Independensi Sunnah dalam Penetapan Hukum
HIDAYATUNA.COM, Yogyakarta – Menarik mengikuti perbincangan Dr Hudzaifah dan Dr Anas Sarmini dalam podcast رؤية للفكر.
Sebenarnya tema yang dibicarakan adalah tema yang klasik. Tapi tak jarang tema-tema klasik itu banyak yang masih ‘ngambang’ dan belum dipahami secara tepat dan proporsional.
Atau, ia dipahami dari sudut pandang tertentu dan dianggap sebagai kebenaran mutlak yang tak bisa diganggu-gugat.
Tema yang diangkat dalam podcast ini adalah apakah Sunnah punya kelayakan untuk menetapkan sebuah hukum secara independen; hukum yang tidak ada sama sekali dalam Al-Quran?
Apakah Sunnah bisa ‘menambah’ hukum-hukum dari yang sudah ada dalam Al-Quran?
Apakah fungsi Rasulullah hanya sebatas penyampai atau juga sebagai penjelas? Apakah maksud ‘penjelas’ di sini sekedar menyampaikan saja atau lebih dari itu?
Sebagian orang mungkin mengganggap masalah ini sudah jelas, Nabi Muhammad punya hak menetapkan hukum yang tidak ada dalam al-Quran.
Tapi kesimpulan yang terkesan final ini bisa saja dibantah dengan berbagai dalil baik dari al-Quran maupun dari Sunnah sendiri.
Tapi mengatakan bahwa Nabi Saw hanya sekedar ‘penyampai’ saja seperti halnya Jibril AS yang bertugas menyampaikan wahyu, juga bermasalah jika dihadapkan pada berbagai ayat dan hadits yang menyatakan bahwa Nabi Saw diberikan hak untuk menetapkan hukum.
Poin penting yang ditegaskan Dr Anas dalam podcast itu adalah bahwa dalam memahami sebuah permasalahan.
Tidak bisa dan tidak boleh hanya berpegang dan melihat pada beberapa ayat atau hadits saja lalu langsung saja disimpulkan sesuatu.
Ini adalah kesalahan ilmiah yang berdampak pada pemahaman yang prematur.
Perlu dilakukan jam’ul adillah (menghimpun berbagai dalil), muqaranah al-ara` (perbandingan berbagai pendapat), baru kemudian al-jam’u (kompromi) atau tarjih.

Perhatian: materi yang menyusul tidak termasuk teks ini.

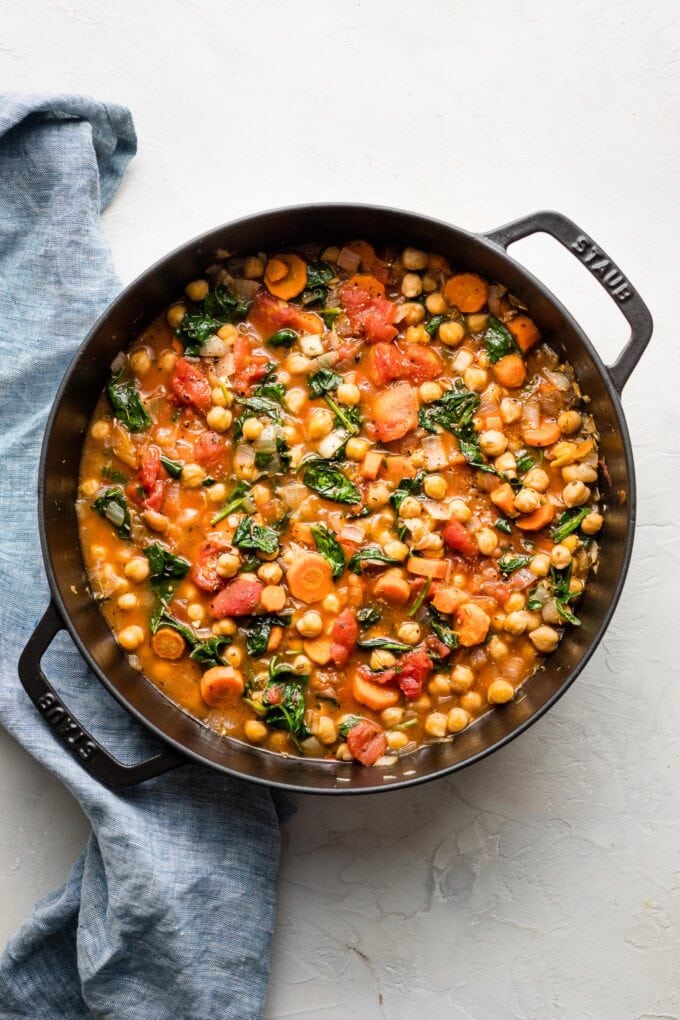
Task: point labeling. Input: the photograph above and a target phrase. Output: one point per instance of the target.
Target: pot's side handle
(606, 271)
(74, 737)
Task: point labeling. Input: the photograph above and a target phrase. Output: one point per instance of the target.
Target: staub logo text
(600, 265)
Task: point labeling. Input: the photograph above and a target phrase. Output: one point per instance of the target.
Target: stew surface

Saya jadi teringat, dulu ketika sudah menyelesaikan risalah (thesis) master jurusan Hadits di Al Azhar, saya sempat berniat mengajukan tema yang dibahas Dr Anas ini untuk jadi proposal doktoral di Al Azhar. Tema tersebut adalah:
الأحكام التي استقلت السنة بتشريعها
Artinya: “Hukum-hukum yang ditetapkan oleh Sunnah secara independen.”
Tema tersebut terinspirasi dari tulisan-tulisan (tahqiqan) Syekh Abdul Fattah Abu Ghuddah rahimahullah.
Saya termasuk yang sangat menyukai tahqiq dan bahasan-bahasan Syekh Abdul Fattah.
Tahqiq yang beliau lakukan benar-benar qayyim. Tahqiq-tahqiq beliau sangat layak dijadikan sebagai risalah atau kitab tersendiri.
Namun niat saya untuk mengkaji masalah tersebut secara mendalam belum terwujudkan sampai sekarang, apalagi mengajukannya sebagai judul disertasi.
Dan ternyata, risalah (disertasi) Dr Anas sendiri juga berkenaan dengan hal ini, yaitu:
العقوبات التي استقلت السنة النبوية بتشريعها
Saya tidak tahu apakah beliau juga terinspirasi dari tulisan-tulisan Syekh Abdul Fattah untuk mengangkat tema ini atau tidak.
Yang jelas, ketika sebuah permasalahan diangkat oleh seorang yang mutamakkin dalam keilmuan dan memiliki rekam jejak akademis yang baik maka mengikuti pembahasanan yang disampaikannya menjadi kenikmatan tersendiri dan energi baru untuk tetap istiqamah dalam dunia keilmuan.